Fehler der CSU angeprangert

Waldkraiburg - Aschermittwoch heißt traditionsgemäß für die Waldkraiburger SPD großes Fischessen. So auch heuer wieder unter musikalischer Begleitung von Jo Werner im Graf-Toerring-Hof.

Für einige der Gäste wurde es ein langer Tag. Waren sie doch schon am Vormittag nach Vilshofen gefahren, um an der Kundgebung mit Sigmar Gabriel und Christian Ude teilzunehmen. Und auch Bundestagsabgeordneter Ewald Schurer, von Markus Schwaiger als kommissarischen SPD-Ortsvorsitzenden nach dem Rücktritt von Alexander Will begrüßt, kam als Redner direkt von Vilshofen nach Waldkraiburg. Recht beeindruckt schilderte er dann zunächst auch den Verlauf dieses politischen Aschermittwochs in Niederbayern, wandte sich dann aber den künftigen Aufgaben der SPD in Bayern für die Wahlen zum Landtag und zum Bundestag im Herbst des kommenden Jahres zu.
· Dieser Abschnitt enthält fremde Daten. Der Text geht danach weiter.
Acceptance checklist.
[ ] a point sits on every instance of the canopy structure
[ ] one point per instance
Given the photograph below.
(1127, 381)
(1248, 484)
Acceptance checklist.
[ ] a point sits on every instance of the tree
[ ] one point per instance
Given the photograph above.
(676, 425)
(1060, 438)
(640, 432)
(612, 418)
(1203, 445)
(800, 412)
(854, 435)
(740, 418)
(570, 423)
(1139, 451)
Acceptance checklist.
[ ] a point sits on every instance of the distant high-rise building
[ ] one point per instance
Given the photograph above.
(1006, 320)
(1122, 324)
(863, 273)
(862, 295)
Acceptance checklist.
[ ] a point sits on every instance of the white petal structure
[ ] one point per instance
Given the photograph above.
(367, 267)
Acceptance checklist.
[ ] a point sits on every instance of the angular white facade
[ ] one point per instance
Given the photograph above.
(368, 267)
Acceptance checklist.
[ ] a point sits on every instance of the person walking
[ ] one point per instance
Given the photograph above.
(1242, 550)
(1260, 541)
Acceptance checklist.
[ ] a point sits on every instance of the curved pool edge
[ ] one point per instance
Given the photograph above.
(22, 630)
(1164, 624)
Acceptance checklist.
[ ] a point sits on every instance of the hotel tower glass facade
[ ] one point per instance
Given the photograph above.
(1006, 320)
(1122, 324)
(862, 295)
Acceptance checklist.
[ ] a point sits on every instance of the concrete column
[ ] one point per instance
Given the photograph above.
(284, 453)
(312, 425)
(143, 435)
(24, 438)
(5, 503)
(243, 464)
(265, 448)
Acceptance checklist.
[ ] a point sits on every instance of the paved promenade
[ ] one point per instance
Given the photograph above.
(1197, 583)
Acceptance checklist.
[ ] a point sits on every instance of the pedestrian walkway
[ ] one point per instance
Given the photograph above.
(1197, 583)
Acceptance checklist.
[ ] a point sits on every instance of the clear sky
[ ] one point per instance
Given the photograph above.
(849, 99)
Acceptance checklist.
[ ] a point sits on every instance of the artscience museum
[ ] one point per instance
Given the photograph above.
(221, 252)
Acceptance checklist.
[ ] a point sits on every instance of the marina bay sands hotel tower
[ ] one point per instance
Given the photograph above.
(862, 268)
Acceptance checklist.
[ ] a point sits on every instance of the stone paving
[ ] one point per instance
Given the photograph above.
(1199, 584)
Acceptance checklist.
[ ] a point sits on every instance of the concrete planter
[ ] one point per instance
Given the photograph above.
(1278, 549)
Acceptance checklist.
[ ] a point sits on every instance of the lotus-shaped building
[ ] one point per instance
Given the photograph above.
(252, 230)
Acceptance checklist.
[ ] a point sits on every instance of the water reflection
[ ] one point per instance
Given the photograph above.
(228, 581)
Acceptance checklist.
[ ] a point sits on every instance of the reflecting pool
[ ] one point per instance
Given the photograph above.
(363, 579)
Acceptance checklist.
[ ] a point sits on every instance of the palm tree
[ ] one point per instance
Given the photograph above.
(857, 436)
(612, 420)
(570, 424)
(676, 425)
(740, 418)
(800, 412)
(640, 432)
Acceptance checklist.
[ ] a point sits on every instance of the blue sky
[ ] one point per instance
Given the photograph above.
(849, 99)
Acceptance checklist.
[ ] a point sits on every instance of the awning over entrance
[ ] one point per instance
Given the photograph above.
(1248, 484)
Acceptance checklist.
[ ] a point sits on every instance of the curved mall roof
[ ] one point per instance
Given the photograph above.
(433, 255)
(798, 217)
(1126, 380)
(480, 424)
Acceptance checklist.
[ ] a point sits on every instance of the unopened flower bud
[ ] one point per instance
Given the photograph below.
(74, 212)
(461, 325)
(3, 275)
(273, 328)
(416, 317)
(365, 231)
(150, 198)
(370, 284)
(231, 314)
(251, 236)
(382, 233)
MdB Ewald Schurer ist überzeugt: "Die Chance ist da für die SPD, nach 55 Jahren CSU-Regierung einen Machtwechsel zu erreichen." Dabei gilt es - so Schurer weiter - vor allem die Themen anzusprechen, die die Menschen in Bayern berühren, die da unter anderem sind die Bildungspolitik, die Fragen zu Gesundheit und Pflege, die Finanzkrise in Europa und die Verantwortung der CSU bei den Fehlern der Landesbank. Es muss aber auch die vernachlässigte Strukturpolitik in der hiesigen Region angesprochen werden mit dem schleppenden Ausbau der A 94 sowie des Bahnnetzes München - Dorfen - Mühldorf - Tüßling. Mit der Inbetriebnahme des Brenner-Basistunnels wird auch das hiesige Bahnnetz zunehmende Bedeutung erfahren.

Schurer: "Klare Aussagen müssen gemacht werden zu den Verfehlungen der CSU in diesen Fragen." Der Abgeordnete appellierte an die Mitglieder seiner Partei, sich aktiv auf den Doppelwahlkampf 2013 vorzubereiten.

"Auch in Waldkraiburg muss sich vieles ändern. Das soll bei den nächsten Kommunalwahlen im Jahre 2014 geschehen", darauf verwies Dritter Bürgermeister Reinhard Babiak, der in seinen Schlussworten dem Bundestagsabgeordneten für sein Einstehen in der hiesigen Region den Dank aussprach.